September has not been kind to XRP. Pressurized by multiple mini-crashes during the month, XRP’s 30-day ROI slipped to over 12%. With little interest from retail traders, XRP was unable to keep up pace with some of its other counterparts.
However, a falling wedge pattern hoped to inject some signs of life into the dull market. At the time of writing, XRP traded at $0.93, up by 2.6% over the last 24 hours.
XRP Daily Chart
Since 7 September, XRP began taking shape within a falling wedge pattern- a setup which normally triggers an upwards breakout . Now, before realizing such an outcome, it was important to understand the current dynamics of the market.
XRP traded below its 200-SMA (green), which was an increasingly bearish sign. Furthermore, most of its indicators were under bearish control. Combined with a weak broader market, XRP was up for some more losses before a breakout can be expected. These losses could extend towards $0.75-$0.78 support, which would warrant a strong reaction from buyers. Any move below this would lead to further bleeding.
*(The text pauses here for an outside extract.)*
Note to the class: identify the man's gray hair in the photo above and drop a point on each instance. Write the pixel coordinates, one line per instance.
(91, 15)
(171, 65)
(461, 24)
For bullish traders, a breakout can be expected once XRP shows signs of a reversal between $0.75-$0.78. A rebound on strong volumes would heighten chances of a comeback towards the $1-mark. Price ceilings of $1.05, $1.12 and $1.30 would then be challenged.
XRP’s RSI has been weakening since mid-August. Based on the sloping trendline, the RSI would extend to lower levels before reversing trajectory. A bearish twin peak on the Awesome Oscillator also dragged the index below its half-line, while the MACD did not fare too well either. Each of these readings attracted more sellers, exposing XRP to further losses.
Based on the abovementioned factors, XRP would continue to shed its value in the coming days. However, a support zone of $0.75-$0.78 was XRP’s best bet to trigger an upwards breakout from its falling wedge. This would pave way for a comeback above $1, and possibly towards $1.29 in an extreme bullish scenario.